Kehadiran UU ITE dinilai telah membelenggu kebebasan pers, dan memperparah iklim kebebasan pers di Indonesia.
Institut Bisnis Nusantara mengadakan seminar daring yang bertajuk “Benarkah UU ITE Hambat Kebebasan Pers?”, Rabu (27/10/2021). Diskusi tersebut menghadirkan Irwan Setyawan, mantan redaktur Jawa Pos yang sudah malang melintang di berbagai media, baik koran maupun televisi.
Dalam webinar Hukum dan Etika Penyiaran itu, Irwan memaparkan bahwa setidaknya terdapat 4 pasal yang berpotensi, atau bahkan sudah menghambat kebebasn berekspresi. Diantaranya adalah pasal 26 ayat 3, 27 ayat 3, 45 ayat 3 dan pasal 40 ayat 2b.

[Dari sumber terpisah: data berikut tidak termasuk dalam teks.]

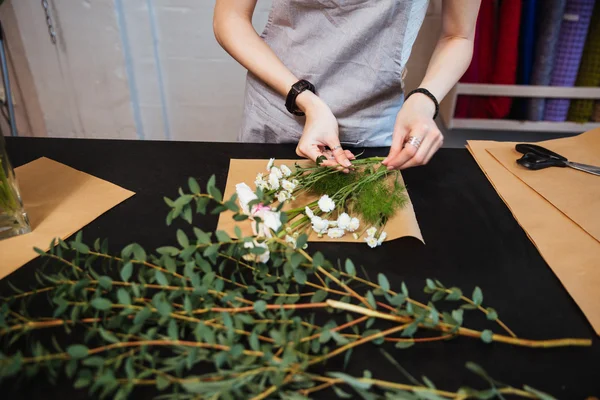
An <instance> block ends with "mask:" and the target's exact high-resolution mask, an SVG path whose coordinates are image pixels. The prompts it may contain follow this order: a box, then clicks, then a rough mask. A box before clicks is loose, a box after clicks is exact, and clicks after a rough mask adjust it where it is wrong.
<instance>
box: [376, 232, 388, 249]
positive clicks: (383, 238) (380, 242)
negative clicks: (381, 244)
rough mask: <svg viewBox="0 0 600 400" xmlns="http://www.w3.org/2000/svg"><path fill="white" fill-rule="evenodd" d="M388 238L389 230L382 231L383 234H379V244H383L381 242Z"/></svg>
mask: <svg viewBox="0 0 600 400" xmlns="http://www.w3.org/2000/svg"><path fill="white" fill-rule="evenodd" d="M386 238H387V232H381V235H379V239H377V244H378V245H380V246H381V243H383V242H384V241H385V239H386Z"/></svg>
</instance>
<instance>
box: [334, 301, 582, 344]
mask: <svg viewBox="0 0 600 400" xmlns="http://www.w3.org/2000/svg"><path fill="white" fill-rule="evenodd" d="M327 303H328V304H329V305H330V306H331V307H332V308H336V309H339V310H344V311H350V312H355V313H358V314H362V315H367V316H369V317H372V318H380V319H385V320H388V321H396V322H399V323H406V322H408V321H412V320H413V319H412V318H411V317H402V316H396V315H390V314H385V313H382V312H379V311H376V310H368V309H365V308H363V307H359V306H356V305H354V304H348V303H344V302H341V301H336V300H327ZM419 326H420V327H422V328H427V329H435V330H440V331H442V332H453V331H455V330H456V327H455V326H453V325H450V324H446V323H443V322H441V323H439V324H438V325H436V326H435V327H430V326H427V325H424V324H419ZM456 333H457V334H458V335H462V336H468V337H472V338H481V335H482V332H479V331H476V330H473V329H469V328H464V327H459V328H458V330H456ZM492 340H493V341H495V342H499V343H507V344H512V345H516V346H523V347H533V348H551V347H567V346H575V347H579V346H582V347H588V346H591V345H592V341H591V339H574V338H565V339H548V340H529V339H520V338H514V337H511V336H504V335H498V334H493V335H492Z"/></svg>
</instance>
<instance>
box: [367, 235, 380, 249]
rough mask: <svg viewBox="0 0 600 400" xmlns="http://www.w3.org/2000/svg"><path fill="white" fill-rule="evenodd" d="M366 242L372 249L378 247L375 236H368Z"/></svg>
mask: <svg viewBox="0 0 600 400" xmlns="http://www.w3.org/2000/svg"><path fill="white" fill-rule="evenodd" d="M365 242H367V244H368V245H369V247H370V248H372V249H373V248H375V247H377V239H375V238H374V237H373V236H369V237H366V238H365Z"/></svg>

Misal pada pasal 26 ayat 3 UU ITE yang berbunyi “Setiap penyelenggara sistem elektronik wajib menghapus informasi elektronik dan atau dokumen elektronik yang tidak relevan yang berada di bawah kendalinya atas permintaan orang bersangkutan berdasarkan penetapan pengadilan.”
Irwan Setyawan mempermasalahkan perihal bagian “informasi tidak relevan”, baginya kata tersebut sangat ambigu dan tidak jelas rumusannya. UU tersebut berpotensi digunakan sebagai dasar penghapusan informasi tanpa harus sengketa pers atau mekanisme UU Pers.
“Bisa juga digunakan sebagai tameng bagi berita dugaan tindak pidana oleh pejabat publik, karena belum dianggap bersalah,” ujarnya.
Selanjutnya, pasal yang juga problematik adalah pasal 27 ayat 3 yang berisi tentang penghinaan dan pencemaran nama baik dalam media elektronik. Jika sebelum UU ITE sudah ada pasal mengenai pencemaran nama baik, namun dengan adanya UU ITE semakin mempermudah penjeratan terhadap wartawan.
“Sebelum ada UU ITE pun wartawan sudah sering terancam penjeratan, sekarang dengan adanya UU ITE hal tersebut menjadi semakin mudah,” ucapnya.
Undang-undang tersebut juga berpotensi mengalami ketegangan dengan UU Pers, misal di pasal 26 ayat 3 tentang penghapusan informasi elektronik menjadi bertentangan dengan UU Pers tentang keterbukaan informasi publik.
Dalam praktiknya, UU ITE juga sudah menelan korban dari pihak wartawan. Seperti wartawan Mediarealitas.com setelah menulis tentang dugaan penyalahgunaan wewenang. Dirinya divonis 1 tahun penjara setelah dinyatakan bersalah menurut UU ITE pasal 27 ayat 3.
Selain itu, media yang pernah menaungi Irwan Setyawan, yaitu Jawa Pos juga pernah mengalami kasus serupa. Saat itu, Jawa Pos melakukan investigasi dugaan match fixing pertandingan Persebaya melawan Kalteng Putra pada 7 Januari 2017. Manajemen Persebaya yang tidak terima, melaporkannya dengan pasal 27 ayat 3 UU ITE, karena dianggap melakukan fitnah dan pencemaran nama baik.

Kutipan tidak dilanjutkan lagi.